Sounds like a very stupid question and it probably is. I just dont know if the line rating of the rod is given based on the angler _not_ using drag equal to the breaking strain of the line (as is typically done. 1/4 - 1/2 of the breaking strain seems to be the norm). I look at the bend in my rod with just 2kgs of drag (I use scales) and it looks pretty nasty. I always get the feeling that if I set the drag any tighter than 2.5kgs the things going to snap, especially my graphites. Can you push it all the way to 5?


----------



## tryto2fish (Nov 14, 2008)

you can try and definetly do not try to stick the rod too high to get there :lol:


----------



## Donutslayer (Jun 9, 2007)

No


----------



## craig51063 (May 30, 2008)

hi mate 
iwould have thought that a 5kg rod could handle 5kg of drag ????
as thats what the rating is i thought ??????

recently i broke a rod 5 kg rod loaded with 8 lb line [ in a snag ] ... the manufactuer replaced the rod with NO dramas .
stating that the rod should NOT break with that sort or line and replaced the rod promptly .

craig


----------



## Peril (Sep 5, 2005)

Rod ratings are confusing. They are meant to be interpreted as the breaking strain of the line. However this is irrelevant as the rod should not be subjected to more strain than that provided by the drag setting, which should be about one third of the breaking strain. So you shouldn't set the drag of a 2-5kg rod to any more than 5/3kg. Some high-end jigging rods have a maximum drag rating. Would be good if all rods did


----------



## GoneFishn (May 17, 2007)

One thing to remember is that Braid is a lot stronger than Mono. You could get away with using 5kg mono on a 5kg rod but I would be careful of using braid rated at 5kg as it will more than likely break at 6-7kg. 
When testing and setting up drag weight on a rod you do not use a dead weight (weight attached to line hanging off the end of the rod) 
THE best way to set the drag is to get a good set of fish scales, put the proper line on your reel based on the rod and reel ratings and run it through the guides.
Now with the line through the guides and tip, run about 6 feet . Tie a good knot to the scale's hook and have someone hold it for you. Take a few paces away from the rod holding the rod at a 45 degree angle. Slowly lift the rod until the spool of the reel begins to spin against the drag. At the moment that the drag begins to move, check the reading on the scales. You should set the drag to about 25% of the breaking strength of the line...That is the best way.

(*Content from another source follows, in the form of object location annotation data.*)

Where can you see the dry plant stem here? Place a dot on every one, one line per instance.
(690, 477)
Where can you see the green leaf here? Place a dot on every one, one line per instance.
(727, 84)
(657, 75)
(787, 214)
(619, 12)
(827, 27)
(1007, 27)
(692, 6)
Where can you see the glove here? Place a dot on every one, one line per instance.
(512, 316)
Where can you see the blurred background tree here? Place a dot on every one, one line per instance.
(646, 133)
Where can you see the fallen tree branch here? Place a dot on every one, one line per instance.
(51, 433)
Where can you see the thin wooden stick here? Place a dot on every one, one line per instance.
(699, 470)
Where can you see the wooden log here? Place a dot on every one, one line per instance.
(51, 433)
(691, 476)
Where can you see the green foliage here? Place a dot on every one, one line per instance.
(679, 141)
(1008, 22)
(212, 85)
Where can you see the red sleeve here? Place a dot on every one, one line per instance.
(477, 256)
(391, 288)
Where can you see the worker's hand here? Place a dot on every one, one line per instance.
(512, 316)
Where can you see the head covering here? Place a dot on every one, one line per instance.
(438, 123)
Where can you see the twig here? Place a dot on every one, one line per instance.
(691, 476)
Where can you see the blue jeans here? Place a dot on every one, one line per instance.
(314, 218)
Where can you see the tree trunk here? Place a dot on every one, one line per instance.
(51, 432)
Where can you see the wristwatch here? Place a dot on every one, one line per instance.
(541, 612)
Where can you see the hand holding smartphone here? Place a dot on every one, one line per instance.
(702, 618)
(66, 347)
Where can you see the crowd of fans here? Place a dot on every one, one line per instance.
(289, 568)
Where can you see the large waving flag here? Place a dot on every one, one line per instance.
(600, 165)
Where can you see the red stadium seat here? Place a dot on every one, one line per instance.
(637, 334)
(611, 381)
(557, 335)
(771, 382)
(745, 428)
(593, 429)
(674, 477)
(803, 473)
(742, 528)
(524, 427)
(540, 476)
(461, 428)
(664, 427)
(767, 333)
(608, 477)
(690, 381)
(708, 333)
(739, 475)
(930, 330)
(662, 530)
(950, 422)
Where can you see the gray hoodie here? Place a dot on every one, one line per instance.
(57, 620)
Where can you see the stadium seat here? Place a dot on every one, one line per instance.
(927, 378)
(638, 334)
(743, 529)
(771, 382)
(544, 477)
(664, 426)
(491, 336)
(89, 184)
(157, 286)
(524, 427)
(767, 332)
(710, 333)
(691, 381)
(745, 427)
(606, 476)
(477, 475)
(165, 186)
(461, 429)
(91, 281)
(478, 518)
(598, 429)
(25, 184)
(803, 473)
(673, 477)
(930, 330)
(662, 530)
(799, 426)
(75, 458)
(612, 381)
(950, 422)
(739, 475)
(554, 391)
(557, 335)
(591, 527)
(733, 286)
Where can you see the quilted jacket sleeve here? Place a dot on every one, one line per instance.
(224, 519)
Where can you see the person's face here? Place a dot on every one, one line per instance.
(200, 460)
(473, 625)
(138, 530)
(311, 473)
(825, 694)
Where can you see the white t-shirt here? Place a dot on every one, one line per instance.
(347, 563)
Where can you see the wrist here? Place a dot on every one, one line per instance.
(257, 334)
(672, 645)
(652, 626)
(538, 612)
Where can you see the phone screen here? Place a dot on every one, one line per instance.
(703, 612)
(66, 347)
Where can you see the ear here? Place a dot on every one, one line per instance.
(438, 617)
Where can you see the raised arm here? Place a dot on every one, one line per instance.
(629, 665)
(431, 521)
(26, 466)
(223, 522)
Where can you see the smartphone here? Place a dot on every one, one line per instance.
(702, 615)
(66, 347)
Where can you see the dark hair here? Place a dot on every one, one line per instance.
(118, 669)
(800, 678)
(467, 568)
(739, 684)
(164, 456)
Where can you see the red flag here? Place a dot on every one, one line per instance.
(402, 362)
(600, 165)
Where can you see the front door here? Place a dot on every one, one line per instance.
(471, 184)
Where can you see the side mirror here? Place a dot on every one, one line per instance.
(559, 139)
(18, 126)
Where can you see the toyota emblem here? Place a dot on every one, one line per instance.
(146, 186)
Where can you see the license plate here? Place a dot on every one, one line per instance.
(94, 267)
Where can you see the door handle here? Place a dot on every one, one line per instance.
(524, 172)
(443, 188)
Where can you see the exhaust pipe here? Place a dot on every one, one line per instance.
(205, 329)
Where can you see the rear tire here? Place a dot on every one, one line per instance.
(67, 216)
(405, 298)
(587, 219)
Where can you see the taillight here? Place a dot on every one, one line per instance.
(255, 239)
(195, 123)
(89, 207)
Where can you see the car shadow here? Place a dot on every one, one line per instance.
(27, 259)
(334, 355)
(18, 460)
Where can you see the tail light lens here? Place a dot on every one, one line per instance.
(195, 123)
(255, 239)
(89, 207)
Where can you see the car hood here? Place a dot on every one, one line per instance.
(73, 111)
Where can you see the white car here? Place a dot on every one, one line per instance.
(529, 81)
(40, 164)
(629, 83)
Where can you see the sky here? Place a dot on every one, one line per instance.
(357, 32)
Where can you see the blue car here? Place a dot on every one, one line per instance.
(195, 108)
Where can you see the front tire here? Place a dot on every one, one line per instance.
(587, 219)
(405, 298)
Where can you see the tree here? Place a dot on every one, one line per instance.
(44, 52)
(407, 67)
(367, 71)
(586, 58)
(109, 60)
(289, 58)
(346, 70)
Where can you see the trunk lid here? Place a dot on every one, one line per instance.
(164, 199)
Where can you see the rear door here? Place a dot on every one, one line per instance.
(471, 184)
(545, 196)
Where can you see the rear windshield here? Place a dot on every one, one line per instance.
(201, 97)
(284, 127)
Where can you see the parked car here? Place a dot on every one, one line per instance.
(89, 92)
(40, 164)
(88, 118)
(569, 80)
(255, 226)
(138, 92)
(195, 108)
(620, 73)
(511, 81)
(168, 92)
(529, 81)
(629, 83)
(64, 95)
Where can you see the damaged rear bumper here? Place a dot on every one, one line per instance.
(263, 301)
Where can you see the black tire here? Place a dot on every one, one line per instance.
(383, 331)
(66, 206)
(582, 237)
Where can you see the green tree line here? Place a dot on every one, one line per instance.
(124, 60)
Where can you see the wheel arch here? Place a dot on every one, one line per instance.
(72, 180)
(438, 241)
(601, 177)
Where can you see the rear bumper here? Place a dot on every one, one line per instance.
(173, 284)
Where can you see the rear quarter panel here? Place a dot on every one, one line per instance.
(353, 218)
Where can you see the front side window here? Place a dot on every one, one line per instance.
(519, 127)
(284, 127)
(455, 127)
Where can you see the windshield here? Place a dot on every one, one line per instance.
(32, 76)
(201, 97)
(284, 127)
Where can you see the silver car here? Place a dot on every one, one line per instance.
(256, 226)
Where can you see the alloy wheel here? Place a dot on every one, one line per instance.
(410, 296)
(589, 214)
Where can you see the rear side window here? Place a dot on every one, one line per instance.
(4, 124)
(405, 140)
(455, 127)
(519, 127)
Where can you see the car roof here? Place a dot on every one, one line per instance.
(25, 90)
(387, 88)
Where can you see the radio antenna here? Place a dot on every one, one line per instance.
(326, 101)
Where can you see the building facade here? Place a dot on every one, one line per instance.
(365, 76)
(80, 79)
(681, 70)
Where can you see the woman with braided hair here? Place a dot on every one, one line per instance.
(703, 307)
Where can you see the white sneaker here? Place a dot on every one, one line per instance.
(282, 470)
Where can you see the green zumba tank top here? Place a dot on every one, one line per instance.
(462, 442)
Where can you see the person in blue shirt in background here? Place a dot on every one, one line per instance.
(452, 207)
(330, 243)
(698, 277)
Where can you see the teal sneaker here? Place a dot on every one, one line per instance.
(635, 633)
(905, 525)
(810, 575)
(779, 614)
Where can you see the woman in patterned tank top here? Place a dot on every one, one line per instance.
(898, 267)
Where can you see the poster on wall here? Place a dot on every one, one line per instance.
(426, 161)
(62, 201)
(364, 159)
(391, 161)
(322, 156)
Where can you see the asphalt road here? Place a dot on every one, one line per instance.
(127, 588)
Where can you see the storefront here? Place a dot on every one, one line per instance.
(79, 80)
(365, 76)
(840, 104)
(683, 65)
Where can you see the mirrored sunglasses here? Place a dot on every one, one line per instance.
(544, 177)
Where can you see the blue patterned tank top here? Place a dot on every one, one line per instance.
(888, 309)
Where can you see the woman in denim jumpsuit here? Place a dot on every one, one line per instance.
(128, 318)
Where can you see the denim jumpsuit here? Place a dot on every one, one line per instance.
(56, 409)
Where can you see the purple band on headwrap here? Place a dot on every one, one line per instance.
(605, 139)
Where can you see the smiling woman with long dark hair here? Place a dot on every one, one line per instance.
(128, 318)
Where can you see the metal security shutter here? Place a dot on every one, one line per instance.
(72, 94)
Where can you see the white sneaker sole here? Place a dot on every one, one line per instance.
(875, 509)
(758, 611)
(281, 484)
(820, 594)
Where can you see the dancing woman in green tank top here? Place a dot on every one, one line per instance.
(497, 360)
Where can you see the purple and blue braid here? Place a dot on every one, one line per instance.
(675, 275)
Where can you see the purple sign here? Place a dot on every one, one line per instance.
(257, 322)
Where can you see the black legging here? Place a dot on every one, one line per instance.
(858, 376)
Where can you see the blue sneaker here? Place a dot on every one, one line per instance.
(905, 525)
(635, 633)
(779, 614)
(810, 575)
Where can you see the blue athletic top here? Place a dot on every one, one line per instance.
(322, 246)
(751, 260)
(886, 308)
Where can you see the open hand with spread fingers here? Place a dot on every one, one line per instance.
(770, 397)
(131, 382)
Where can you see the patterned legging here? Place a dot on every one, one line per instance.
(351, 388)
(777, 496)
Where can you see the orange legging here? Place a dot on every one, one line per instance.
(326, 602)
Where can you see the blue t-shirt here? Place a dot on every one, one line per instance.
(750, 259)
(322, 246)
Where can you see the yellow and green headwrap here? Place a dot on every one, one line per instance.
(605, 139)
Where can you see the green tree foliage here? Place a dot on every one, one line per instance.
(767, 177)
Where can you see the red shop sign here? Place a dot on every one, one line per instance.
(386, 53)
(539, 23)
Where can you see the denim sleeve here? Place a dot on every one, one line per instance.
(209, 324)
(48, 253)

I see a lot of people _testing _ our rods at work, one guy holding the rod and the other pulling the rod strait down. I cringe every time I see this as we have had heaps of rods broken in this way even the big game rods :shock: A 24kg outfit is not designed to lift a 100kg in a dead lift :twisted:


----------



## AJD (Jul 10, 2007)

I wouldn't run it that high with a graphite stick particularly if you've got a habit of high sticking to get fish out of snags etc. When they explode their bloody dangerous. :shock:


----------



## mattyoga (Mar 30, 2008)

its worth remembering that its not static forces but dynamic forces that will break the rod - sudden loading for example - in this case the drag will take more to get it going from standstill due to static friction (stiction) and the spool inertia - that one reason why drags are normally only set to 25% of line rating.

Also have to remember that the drag of the line through the water when fighting a fish will add to the reel drag so that it you had true 5kg line and you had 5 kg of drag, you have 5Kg + at the fish end of the line = pop busted off :? .cheers
matt


----------



## kayakity-yak (May 31, 2007)

Thanks guys, that answers everything plus more. I usually only set my drag to 1.5Kg, I've pushed it to 2Kgs a couple of times. I was thinking if you were getting desperate with a big fish heading for a reef whether you could crank it way up and give the fish a bit more stick.

Which leads me to another question - should you ever adjust the drag in run? I've been warned that in a blistering run not to touch the drag or *twang* will be the result. Is that true?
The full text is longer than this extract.